IPsec is an IETF standard protocol providing mechanisms for encrypting and authenticating IP packets. This protection is provided using algorithms and symmetric keys negotiated using the Internet Key Exchange protocol, or IKE [15,20,24].4 Clients using IPsec generally implement IKE in a user-space daemon, which negotiates security associations (SAs) and keys with the corresponding IKE daemon on the hosts with which it wishes to communicate securely. The negotiated SAs and keys are then provided to the IPsec implementation in the network stack, which uses them to secure IP packets.
Using IBC to secure IPsec traffic means describing IBC-based key exchange protocols to be used as part of IKE, and implementing them in the IKE daemon. It does not require modification to the network stack components in the kernel. Luckily, it turns out that IBC can be easily accommodated in the existing IKE protocol, with no change to packet structure or protocol flows.
IKE is defined as a particular instantiation of the Internet Security Association and Key Management Protocol (ISAKMP [20]). This is a very complex family of protocols, designed to provide negotiability of algorithms and parameters, optional identity protection for the participating parties, and a number of authentication options.
IKE is divided into two phases. Phase 1 is used by two peers to establish a secure, authenticated channel over which to communicate; this is referred to the ISAKMP Security Association (SA). During Phase 2, those peers go on to negotiate Security Associations to be used by IPsec or other services. Phase 2 traffic is secured using the symmetric keys agreed on as part of the SA negotiated in Phase 1, and therefore is unchanged in our scheme. As part of authenticating each other during Phase 1, the two parties exchange their ``identities'', in one of several forms, e.g. fully-qualified (DNS) domain names (FQDN), or IP addresses.
Phase 1 can be accomplished in two ways, described as ``modes''. Main mode provides identity protection for the communicating parties by protecting the identifying information they send to each other under either a key derived from an ephemeral Diffie-Hellman exchange, or a public key that they have previously exchanged. Aggressive mode is designed to be more efficient, and in general does not provide identity protection - participants' identities are sent in the clear as part of their first exchanges.5
Finally, Phase 1 (both main and aggressive modes) can be authenticated using one of four protocols: signature-based authentication, two forms of authentication using public key encryption (both of which do provide identity protection in aggressive mode), and authentication using a pre-shared key.
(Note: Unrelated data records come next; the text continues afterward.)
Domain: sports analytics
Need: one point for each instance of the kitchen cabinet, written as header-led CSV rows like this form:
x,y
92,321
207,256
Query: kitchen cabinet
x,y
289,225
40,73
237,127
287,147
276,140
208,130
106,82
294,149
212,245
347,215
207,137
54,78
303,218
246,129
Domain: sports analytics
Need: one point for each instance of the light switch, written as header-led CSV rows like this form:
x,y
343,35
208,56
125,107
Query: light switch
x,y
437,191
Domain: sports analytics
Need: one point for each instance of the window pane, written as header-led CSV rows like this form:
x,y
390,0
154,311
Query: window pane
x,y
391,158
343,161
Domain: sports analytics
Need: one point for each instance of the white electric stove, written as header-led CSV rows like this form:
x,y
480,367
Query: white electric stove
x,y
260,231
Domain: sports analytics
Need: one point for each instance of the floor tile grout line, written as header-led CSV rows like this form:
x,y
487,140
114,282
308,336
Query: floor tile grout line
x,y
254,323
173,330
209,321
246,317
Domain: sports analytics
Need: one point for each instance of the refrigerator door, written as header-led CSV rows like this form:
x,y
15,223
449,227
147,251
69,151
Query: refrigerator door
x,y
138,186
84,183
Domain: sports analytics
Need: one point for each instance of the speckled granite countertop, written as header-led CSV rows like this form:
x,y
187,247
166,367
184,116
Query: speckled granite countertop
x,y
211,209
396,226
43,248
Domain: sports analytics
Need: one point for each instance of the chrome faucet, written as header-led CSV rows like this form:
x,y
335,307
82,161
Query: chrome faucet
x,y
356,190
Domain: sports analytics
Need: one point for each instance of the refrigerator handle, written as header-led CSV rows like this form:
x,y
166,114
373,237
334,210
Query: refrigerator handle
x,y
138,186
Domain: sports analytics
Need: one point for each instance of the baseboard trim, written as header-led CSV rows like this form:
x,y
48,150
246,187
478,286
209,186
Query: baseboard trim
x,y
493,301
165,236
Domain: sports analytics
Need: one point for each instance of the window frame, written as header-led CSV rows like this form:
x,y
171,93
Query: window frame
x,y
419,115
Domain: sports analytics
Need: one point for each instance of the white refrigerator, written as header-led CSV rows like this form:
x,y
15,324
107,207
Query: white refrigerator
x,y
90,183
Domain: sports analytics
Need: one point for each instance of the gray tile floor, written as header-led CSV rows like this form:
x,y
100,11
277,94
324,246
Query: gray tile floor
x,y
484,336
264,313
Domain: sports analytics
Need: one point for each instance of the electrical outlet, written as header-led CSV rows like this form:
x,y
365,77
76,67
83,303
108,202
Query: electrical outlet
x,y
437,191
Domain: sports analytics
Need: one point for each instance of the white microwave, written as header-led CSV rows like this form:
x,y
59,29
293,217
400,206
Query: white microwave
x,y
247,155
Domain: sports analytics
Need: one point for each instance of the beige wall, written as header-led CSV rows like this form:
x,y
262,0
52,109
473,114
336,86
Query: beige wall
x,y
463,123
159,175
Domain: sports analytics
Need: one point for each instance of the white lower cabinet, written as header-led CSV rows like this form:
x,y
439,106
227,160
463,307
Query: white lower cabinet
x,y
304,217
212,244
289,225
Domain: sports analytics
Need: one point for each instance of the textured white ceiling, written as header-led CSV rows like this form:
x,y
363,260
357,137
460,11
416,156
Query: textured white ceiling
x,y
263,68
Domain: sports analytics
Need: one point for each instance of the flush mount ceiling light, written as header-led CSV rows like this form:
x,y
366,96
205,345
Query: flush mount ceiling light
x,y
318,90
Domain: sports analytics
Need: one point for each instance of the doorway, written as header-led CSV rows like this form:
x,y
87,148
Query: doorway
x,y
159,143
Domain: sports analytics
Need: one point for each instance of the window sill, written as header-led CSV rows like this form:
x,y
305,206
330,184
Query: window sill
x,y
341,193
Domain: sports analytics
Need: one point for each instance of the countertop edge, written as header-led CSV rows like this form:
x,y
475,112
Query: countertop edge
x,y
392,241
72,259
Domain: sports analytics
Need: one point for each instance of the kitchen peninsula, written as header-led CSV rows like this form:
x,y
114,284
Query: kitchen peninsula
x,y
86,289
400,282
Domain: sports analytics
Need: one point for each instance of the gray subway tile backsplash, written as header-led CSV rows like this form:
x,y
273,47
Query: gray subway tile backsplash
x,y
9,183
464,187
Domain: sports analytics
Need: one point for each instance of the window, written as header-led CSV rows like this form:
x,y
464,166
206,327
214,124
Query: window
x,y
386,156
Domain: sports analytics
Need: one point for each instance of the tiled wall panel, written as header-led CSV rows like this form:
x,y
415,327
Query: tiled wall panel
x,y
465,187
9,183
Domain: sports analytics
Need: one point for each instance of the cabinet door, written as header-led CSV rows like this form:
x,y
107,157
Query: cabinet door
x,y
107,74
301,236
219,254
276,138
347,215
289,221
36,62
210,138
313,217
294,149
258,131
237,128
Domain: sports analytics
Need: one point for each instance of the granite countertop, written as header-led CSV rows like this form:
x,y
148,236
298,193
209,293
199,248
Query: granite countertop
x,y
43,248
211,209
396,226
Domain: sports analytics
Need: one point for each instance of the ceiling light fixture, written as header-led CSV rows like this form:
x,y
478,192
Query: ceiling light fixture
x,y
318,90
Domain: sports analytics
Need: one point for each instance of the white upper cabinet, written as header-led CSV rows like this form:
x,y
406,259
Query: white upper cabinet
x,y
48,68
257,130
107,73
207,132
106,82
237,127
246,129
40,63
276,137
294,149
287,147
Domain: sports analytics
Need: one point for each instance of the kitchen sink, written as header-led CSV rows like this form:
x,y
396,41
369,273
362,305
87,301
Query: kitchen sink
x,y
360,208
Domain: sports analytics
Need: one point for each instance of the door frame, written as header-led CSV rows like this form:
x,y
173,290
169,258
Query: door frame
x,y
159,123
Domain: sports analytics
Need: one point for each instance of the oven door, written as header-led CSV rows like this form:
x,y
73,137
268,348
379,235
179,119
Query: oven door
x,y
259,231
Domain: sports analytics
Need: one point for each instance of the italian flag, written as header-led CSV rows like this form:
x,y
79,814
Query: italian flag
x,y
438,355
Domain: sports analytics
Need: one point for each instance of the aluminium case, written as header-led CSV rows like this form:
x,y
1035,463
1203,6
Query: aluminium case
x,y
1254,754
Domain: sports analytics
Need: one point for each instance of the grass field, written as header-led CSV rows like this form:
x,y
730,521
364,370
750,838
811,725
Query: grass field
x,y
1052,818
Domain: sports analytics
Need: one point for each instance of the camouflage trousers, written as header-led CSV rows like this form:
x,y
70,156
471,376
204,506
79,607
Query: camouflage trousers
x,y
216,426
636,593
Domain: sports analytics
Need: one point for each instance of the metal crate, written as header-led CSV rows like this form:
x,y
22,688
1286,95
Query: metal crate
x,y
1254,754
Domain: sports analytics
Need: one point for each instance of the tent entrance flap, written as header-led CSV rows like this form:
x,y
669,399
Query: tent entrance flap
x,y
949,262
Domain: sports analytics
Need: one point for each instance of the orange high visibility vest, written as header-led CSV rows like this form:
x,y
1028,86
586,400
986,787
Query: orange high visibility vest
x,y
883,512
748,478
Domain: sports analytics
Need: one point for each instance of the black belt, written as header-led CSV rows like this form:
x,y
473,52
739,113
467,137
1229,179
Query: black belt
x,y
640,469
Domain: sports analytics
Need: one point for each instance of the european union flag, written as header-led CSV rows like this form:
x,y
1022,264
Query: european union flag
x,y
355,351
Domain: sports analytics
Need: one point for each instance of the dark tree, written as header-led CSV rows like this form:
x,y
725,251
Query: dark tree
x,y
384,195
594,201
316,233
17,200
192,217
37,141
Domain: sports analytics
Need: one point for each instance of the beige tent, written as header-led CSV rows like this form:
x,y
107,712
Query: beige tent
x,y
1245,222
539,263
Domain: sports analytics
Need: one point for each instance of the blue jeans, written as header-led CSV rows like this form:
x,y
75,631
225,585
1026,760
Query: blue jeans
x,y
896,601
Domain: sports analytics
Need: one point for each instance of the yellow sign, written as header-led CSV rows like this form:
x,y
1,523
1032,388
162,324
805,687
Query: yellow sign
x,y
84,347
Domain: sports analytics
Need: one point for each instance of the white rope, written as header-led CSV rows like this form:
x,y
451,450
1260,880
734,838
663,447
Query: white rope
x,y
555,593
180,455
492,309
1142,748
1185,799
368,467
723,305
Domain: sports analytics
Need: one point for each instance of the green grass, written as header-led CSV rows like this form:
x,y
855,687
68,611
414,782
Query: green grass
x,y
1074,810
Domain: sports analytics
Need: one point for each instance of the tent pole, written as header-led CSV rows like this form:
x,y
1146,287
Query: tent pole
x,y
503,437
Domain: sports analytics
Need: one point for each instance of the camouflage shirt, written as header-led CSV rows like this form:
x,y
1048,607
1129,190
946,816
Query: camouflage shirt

All components of IKE are designed to support a variety of cryptographic algorithms, key lengths, and parameters. Acceptable choices for these variables are listed by the initiator in proposal payloads, as part of the first security association (SA) negotiation message it sends to the responder; the responder replies with the single proposal of its choice. This extensibility allows us to incorporate IBC seamlessly into Phase 1, simply by identity-based algorithms as alternatives in these proposal payloads, as long as they can fit into the flows used by IKE's three authentication protocol types. In the next section, we show how to map domain-based IBC onto each of these authentication protocols.
Using IBC in the signature and public-key based authentication modes for IKE Phase 1 is extremely straightforward. It will work even if the participants come from different domains, using unrelated domain-params to issue private keys. All that is required is to select an identity-based signature algorithm (e.g. [3,16,23]), and/or an identity-based encryption algorithm (e.g. Boneh and Franklin's IBE algorithm [2]). Given the selection of appropriate algorithm identifiers and a fixed format in which to exchange the resulting encryptions and signatures, these can be dropped directly into the standard protocol flows provided by IKE [15].
When using identity-based cryptography, the authenticity of a peer's public key is given merely because they prove possession of the private key corresponding to a given identity (sent by the peer as part of IKE, or known a priori), relative to the public system parameters of the domain that they claim to be a part of. As a result, the optional IKE messages provided for the exchange of certificates can be omitted. Additionally, all of IKE's key exchange protocols can provide perfect forward secrecy (PFS) by generating session keys not from long-term cryptographic secrets (e.g. IBC private keys), but instead using an optional ephemeral Diffie-Hellman key exchange authenticated by those long-term secrets. Combining perfect forward secrecy with IBC automatically avoids the key escrow facilities present in identity-based systems.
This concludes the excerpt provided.